Selon un responsable local, près de 60% de l’infrastructure économique d’Afrin aurait été volée ou détruite par les forces d’occupation sans compensation. Région essentiellement agricole, Afrin était célèbre avant l’invasion pour ses 14 millions d’oliviers. Les forces d’occupation ont détruit ou brûlé de nombreuses oliveraies – dont certaines étaient cultivées par les mêmes familles depuis de nombreuses années – et en ont assumé le contrôle, demandant aux agriculteurs restants d’accéder à leurs terres et vendant l’huile d’olive produite à Afrin.
Attaques contre des hôpitaux et du personnel médical
Les forces turques ont bombardé le siège d’Heyva Sor, la seule organisation d’aide humanitaire opérant à Afrin lors de l’invasion, en février 2018. Le 16 mars 2018, deux jours avant la chute d’Afrin, la Turquie a bombardé le seul hôpital en activité dans la ville d’Afrin, tuant au moins neuf personnes ont été blessées et des centaines de civils blessés ont été bloqués dans la zone sans traitement médical.
Implications futures
Ces détails brossent un tableau inquiétant des conditions qui ont forcé la population kurde d’Afrin à fuir – et précisent ce qui se passerait si la Turquie était autorisée à attaquer à nouveau le territoire détenu par les Forces démocratiques syriennes (FDS). Il faut demander aux partisans de toute intervention turque en Syrie en quoi l’intervention qu’ils envisagent diffère du «modèle Afrin» de changement démographique forcé et de crimes effrénés contre des civils. Ceux qui ne peuvent pas faire cela ne préconisent rien de plus que la répétition d’une atrocité. En tant que politiciens favorables à l’intervention qui ne représentent pas une importante circonscription kurde syrienne tentent de blanchir ces crimes, il est important qu’ils soient largement interrogés.

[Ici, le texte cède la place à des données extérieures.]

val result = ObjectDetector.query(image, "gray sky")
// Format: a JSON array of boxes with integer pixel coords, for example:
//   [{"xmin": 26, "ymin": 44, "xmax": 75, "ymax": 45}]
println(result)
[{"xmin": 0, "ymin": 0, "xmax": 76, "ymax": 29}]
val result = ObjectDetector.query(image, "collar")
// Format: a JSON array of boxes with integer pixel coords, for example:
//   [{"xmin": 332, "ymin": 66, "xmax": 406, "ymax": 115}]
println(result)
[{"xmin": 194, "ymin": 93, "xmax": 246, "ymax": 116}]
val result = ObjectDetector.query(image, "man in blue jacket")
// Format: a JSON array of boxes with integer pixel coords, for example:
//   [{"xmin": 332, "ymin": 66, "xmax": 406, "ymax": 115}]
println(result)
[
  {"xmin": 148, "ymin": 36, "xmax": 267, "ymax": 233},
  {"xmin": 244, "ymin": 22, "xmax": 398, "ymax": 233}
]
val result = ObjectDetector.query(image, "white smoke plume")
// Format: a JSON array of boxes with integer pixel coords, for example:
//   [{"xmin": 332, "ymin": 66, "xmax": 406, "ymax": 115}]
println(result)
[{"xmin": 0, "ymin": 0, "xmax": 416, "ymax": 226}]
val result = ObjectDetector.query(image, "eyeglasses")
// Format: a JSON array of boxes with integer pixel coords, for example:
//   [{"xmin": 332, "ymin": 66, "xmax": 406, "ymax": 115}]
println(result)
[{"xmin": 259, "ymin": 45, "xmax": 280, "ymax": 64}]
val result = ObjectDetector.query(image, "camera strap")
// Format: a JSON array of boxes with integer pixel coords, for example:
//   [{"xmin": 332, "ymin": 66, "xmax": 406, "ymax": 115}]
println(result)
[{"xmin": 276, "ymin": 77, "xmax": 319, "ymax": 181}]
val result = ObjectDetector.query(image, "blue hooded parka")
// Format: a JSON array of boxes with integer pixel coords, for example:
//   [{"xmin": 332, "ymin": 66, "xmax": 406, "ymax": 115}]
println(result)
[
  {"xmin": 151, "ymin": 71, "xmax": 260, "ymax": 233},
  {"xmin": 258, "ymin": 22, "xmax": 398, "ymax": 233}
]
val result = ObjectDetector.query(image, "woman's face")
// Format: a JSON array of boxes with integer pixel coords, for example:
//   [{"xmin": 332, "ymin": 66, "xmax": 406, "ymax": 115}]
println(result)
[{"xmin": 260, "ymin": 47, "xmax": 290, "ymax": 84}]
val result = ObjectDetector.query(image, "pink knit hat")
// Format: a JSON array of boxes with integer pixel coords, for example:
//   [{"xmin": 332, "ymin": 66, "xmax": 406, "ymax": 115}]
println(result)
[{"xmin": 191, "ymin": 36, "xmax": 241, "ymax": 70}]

Le silence autour de ces crimes suggère également la nécessité d’une réponse internationale plus forte à ce qui s’est déjà passé. Si nous acceptons pleinement que l’opération « Rameau d’olivier » aboutisse à un nettoyage ethnique, nous ne pouvons pas la considérer comme une expression d’intérêts légitimes en matière de sécurité ou comme un simple élément de la guerre. La communauté internationale devrait soutenir l’appel des FDS à faire en sorte que toutes les forces d’occupation quittent Afrin et que tous les civils déplacés aient la possibilité de rentrer chez eux et d’être indemnisés des pertes résultant du droit international. Une enquête complète sur l’étendue réelle des crimes commis devrait également avoir lieu – et devrait permettre à des observateurs internationaux impartiaux de documenter le traitement réservé aux civils kurdes pendant l’invasion et l’occupation.